Abstract
The second conference will address the relationship between agrarian transformation and the rise of capitalist enterprises associated with the first, second and third industrial revolutions. For most of their seven thousand year history, European peasants worked with tools made by themselves or by village craftsmen. It was not until the XIXthcentury that the industrial sector began to produce machinery and other supplies for agriculture, and to process its products. Even so, in 1940, in most of Europe's industrialized countries, the agricultural sector was still dominated by peasants.

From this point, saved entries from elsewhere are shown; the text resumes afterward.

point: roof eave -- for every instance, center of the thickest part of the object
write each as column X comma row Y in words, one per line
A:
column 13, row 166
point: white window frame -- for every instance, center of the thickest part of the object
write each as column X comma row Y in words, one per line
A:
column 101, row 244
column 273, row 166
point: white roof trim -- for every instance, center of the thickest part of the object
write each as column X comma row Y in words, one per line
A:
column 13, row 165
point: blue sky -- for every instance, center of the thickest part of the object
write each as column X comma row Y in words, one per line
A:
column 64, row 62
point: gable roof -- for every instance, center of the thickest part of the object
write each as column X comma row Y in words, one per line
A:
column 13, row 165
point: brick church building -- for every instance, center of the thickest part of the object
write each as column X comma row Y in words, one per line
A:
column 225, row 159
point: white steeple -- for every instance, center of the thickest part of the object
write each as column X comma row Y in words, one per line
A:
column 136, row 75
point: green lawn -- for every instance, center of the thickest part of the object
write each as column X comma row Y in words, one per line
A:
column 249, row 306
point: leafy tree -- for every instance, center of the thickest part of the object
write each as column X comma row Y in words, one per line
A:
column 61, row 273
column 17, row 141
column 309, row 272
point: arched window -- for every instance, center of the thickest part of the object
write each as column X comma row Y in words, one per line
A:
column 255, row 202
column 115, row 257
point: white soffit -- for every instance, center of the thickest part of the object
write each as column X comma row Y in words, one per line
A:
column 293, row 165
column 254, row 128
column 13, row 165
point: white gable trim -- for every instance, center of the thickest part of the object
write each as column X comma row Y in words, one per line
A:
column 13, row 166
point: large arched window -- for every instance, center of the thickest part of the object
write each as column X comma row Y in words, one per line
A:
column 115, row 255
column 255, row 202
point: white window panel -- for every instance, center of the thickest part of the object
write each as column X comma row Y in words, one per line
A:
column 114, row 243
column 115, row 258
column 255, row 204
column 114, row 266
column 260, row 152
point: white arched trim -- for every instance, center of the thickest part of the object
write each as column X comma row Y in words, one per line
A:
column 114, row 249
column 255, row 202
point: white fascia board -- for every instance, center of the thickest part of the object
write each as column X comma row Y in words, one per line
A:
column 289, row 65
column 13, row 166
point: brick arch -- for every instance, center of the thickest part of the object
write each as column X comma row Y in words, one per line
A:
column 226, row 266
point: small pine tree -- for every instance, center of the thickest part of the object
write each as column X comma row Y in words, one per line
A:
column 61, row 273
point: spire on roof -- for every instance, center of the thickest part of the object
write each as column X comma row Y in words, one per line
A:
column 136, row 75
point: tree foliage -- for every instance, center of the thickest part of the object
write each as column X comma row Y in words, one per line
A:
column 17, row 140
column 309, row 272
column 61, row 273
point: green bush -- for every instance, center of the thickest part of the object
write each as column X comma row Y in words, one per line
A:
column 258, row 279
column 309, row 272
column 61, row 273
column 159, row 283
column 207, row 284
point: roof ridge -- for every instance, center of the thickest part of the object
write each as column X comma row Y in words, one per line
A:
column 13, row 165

But after the Second World War, industrial, commercial and banking companies invested massively in the upstream sector (supply of tractors and other machinery, mineral fertilizers, pesticides, seeds, credit) and the downstream sector (processing of agricultural products into food or other goods, sales to consumers) of agricultural production. Most countries have implemented very proactive policies of " agricultural modernization ". This involved mobilizing scientific and technical knowledge to significantly increase production quantities, while lowering production costs. It was based on the increasingly massive use of fossil fuels. During this period, most of the farms that existed in 1940 disappeared. On those that remained, fewer and larger, the farmers' successors implemented processes of " rationalization " and became farm managers. The ecology of agricultural and non-agricultural spaces has been turned upside down. Although the vast majority of farms remained family-owned, their operating capital became considerable, often at the cost of heavy debt.